Six Weeks of CrossFit at Fifty

It’s been around six weeks since I started CrossFit, and it’s been… great.

I look forward to my M/W/F midday workouts like I’ve never looked forward to movement in my life. It’s not a heat-seeking missile feeling – like the anxious anticipation leading up to the first glass of wine at the end of the day; it’s more like looking forward to a massage. It feels like a break from busy-ness and life. It’s a sacred, set-aside time to _not think_ and just be in my body for a little while.

I’m starting to get what people mean about mind-body connection.

I’m not actively, consciously working on getting out of my head, per se, but the focus needed to do the various CrossFit routines just requires my narrative, analytical mind to go offline so my brain can focus on telling my right leg to go here, and my left leg to go there.

I love it.

In between CrossFit workouts I feel pretty sore in the body parts that did something new the day before. I feel physically tired at the end of the day (even — maybe especially? – on non-CrossFit days), so it’s a little easier to fall asleep. I also think it’s a better, deeper sleep because I definitely feel more sharp and awake the next day.

My appetite hasn’t shifted much. I expected to be much more hungry, more often, since I always experienced a kind of panicked hunger whenever I started working out in the past. I assumed that was due to my metabolism coming back online, so eventually I would avoid exercise when I was trying to lose weight. Looking back, that must have felt so acute because I was restricting my food intake in addition to exercising. The combo of restricting (dieting) and moving more must have just had a layered impact on my appetite, speeding up the onset of reactive binge urges. In any event, I have not had major appetite increases.

I have noticed that my hunger and fullness signals seem to be clearer, in a neutral way. The signals aren’t the scary, low-blood-sugar precipitous things like feeling faint, grouchy or starving all of a sudden. It’s more like I got prescription glasses for my appetite – it’s just a simple (likely earlier?) ping that I’m hungry or that I’m full. I am guessing this is because I’m just a little more in tune with my body, but maybe there’s some physiological effect of exercise that turns up the volume of hunger and fullness hormones. Who knows? These are the times when I wish I were a trained scientist who could validate these hypotheses! Sigh. If you’re reading this and you are in medical research or public health, research this please.

My body feels stronger, for sure, but it hasn’t visibly changed in terms of tone or size. Guess I was worried over nothing, lol.

I went to the doctor recently and learned that my cholesterol, blood pressure and A1C numbers are all improved from my last battery of blood tests, which is really remarkable. I immediately assumed it was because of CrossFit (despite only doing it for six weeks), but now I’m wondering if it has more to do with finally quitting nicotine a couple of years ago. I was chewing Nicorette gum for nearly seven years after quitting smoking, and nicotine apparently really impacts cholesterol and blood pressure (and probably blood sugar processing, too).

After quitting nicotine gum my body got larger – despite no change in appetite or food volume. I know the articles about quitting smoking (in my case, just nicotine) all say that it’s appetite related, and that you “should manage it by being careful with what you eat” (barf), but I don’t buy it. Something happened to my metabolism that changed how my body absorbed and used calories, full stop.
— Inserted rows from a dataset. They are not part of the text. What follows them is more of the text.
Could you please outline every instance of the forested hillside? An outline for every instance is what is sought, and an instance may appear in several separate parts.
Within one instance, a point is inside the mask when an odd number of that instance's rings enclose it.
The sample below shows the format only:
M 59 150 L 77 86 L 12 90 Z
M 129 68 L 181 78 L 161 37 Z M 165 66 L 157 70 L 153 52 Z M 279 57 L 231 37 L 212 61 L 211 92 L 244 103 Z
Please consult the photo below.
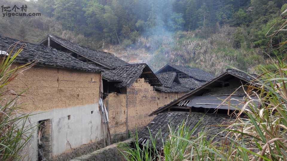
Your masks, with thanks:
M 52 33 L 155 70 L 171 63 L 214 74 L 228 66 L 248 71 L 268 64 L 267 54 L 283 56 L 267 51 L 265 35 L 287 0 L 3 1 L 25 3 L 42 16 L 1 17 L 1 35 L 36 42 Z M 271 45 L 276 49 L 286 37 L 279 35 Z

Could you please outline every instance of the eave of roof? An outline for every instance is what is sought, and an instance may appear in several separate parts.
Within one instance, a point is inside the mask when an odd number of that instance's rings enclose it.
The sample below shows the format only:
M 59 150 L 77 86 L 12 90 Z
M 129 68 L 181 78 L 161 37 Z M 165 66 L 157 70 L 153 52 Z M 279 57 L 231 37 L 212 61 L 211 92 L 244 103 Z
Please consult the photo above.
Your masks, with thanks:
M 42 40 L 40 43 L 42 44 L 46 42 L 48 40 L 48 38 L 77 54 L 107 69 L 114 69 L 120 66 L 129 64 L 112 54 L 90 49 L 51 34 L 48 34 L 48 37 Z M 76 49 L 76 48 L 79 49 Z
M 237 73 L 237 74 L 236 74 L 236 73 Z M 241 74 L 239 74 L 239 73 L 240 73 Z M 176 104 L 178 102 L 187 98 L 190 97 L 194 93 L 206 87 L 216 80 L 228 75 L 231 75 L 239 79 L 241 79 L 246 82 L 248 82 L 247 84 L 251 84 L 253 85 L 255 85 L 257 86 L 259 86 L 259 85 L 257 84 L 258 83 L 258 82 L 253 81 L 254 80 L 256 79 L 256 78 L 254 76 L 251 75 L 246 74 L 242 72 L 235 69 L 228 69 L 222 73 L 217 76 L 216 77 L 213 79 L 206 82 L 202 86 L 191 91 L 179 98 L 159 108 L 158 109 L 153 111 L 150 114 L 149 116 L 151 116 L 154 114 L 156 114 L 161 112 L 167 109 L 169 107 Z
M 211 74 L 204 70 L 197 68 L 188 68 L 184 66 L 167 64 L 161 68 L 156 72 L 156 74 L 159 73 L 162 70 L 167 66 L 176 69 L 178 71 L 185 73 L 194 79 L 202 81 L 208 81 L 212 79 L 214 76 Z M 196 71 L 194 71 L 194 70 Z
M 145 72 L 148 73 L 146 74 Z M 115 85 L 117 87 L 122 88 L 130 86 L 142 74 L 145 75 L 147 80 L 150 79 L 151 83 L 158 83 L 155 86 L 162 85 L 152 70 L 145 63 L 129 64 L 113 69 L 104 69 L 102 75 L 103 78 L 109 81 L 120 82 Z
M 16 45 L 14 52 L 22 45 L 24 46 L 15 62 L 26 63 L 36 60 L 38 61 L 36 65 L 39 66 L 87 72 L 100 72 L 102 71 L 100 68 L 87 64 L 53 48 L 0 35 L 0 50 L 6 51 L 13 45 Z
M 175 72 L 165 72 L 155 74 L 162 84 L 163 86 L 166 87 L 169 87 L 171 85 L 176 77 Z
And two years later the weight is still here on my body. I am also a middle aged woman, so I’m sure my body was already primed to grow bigger anyway. It doesn’t bother me except that all the quit-smoking marketing materials put out by various health organizations always frame the inevitable weight gain as your own individual fault (so you can hope it won’t affect YOU, just everybody else – all those people who can’t control themselves). You just have to be more conscious of what you eat when you quit smoking and you too can avoid any weight gain from quitting. I call bullshit.

What they should say in the quit-smoking/nicotine articles is that if you quit smoking all of your health markers will dramatically improve AND you will most likely gain weight and it’s not your fault at all and it doesn’t matter because you are worthy and lovable and deserve respect no matter what size you are. And actually, who cares about your health markers anyway? “Good health” is a slippery, ill-defined target, un-achievable by most people under 50, and utterly not achievable in old age (because: old age). The truth is, you are worthy of a life free of dependence on a chemical that makes you feel like shit and controls your life. You are worthy of a life 100% divested from big tobacco and big pharma (nicotine gum, in my case.) SCREW THEM.

Ahem. OK, back to CrossFit:

It’s good so far! I’ll keep you all posted if that changes, or any new good things come from it.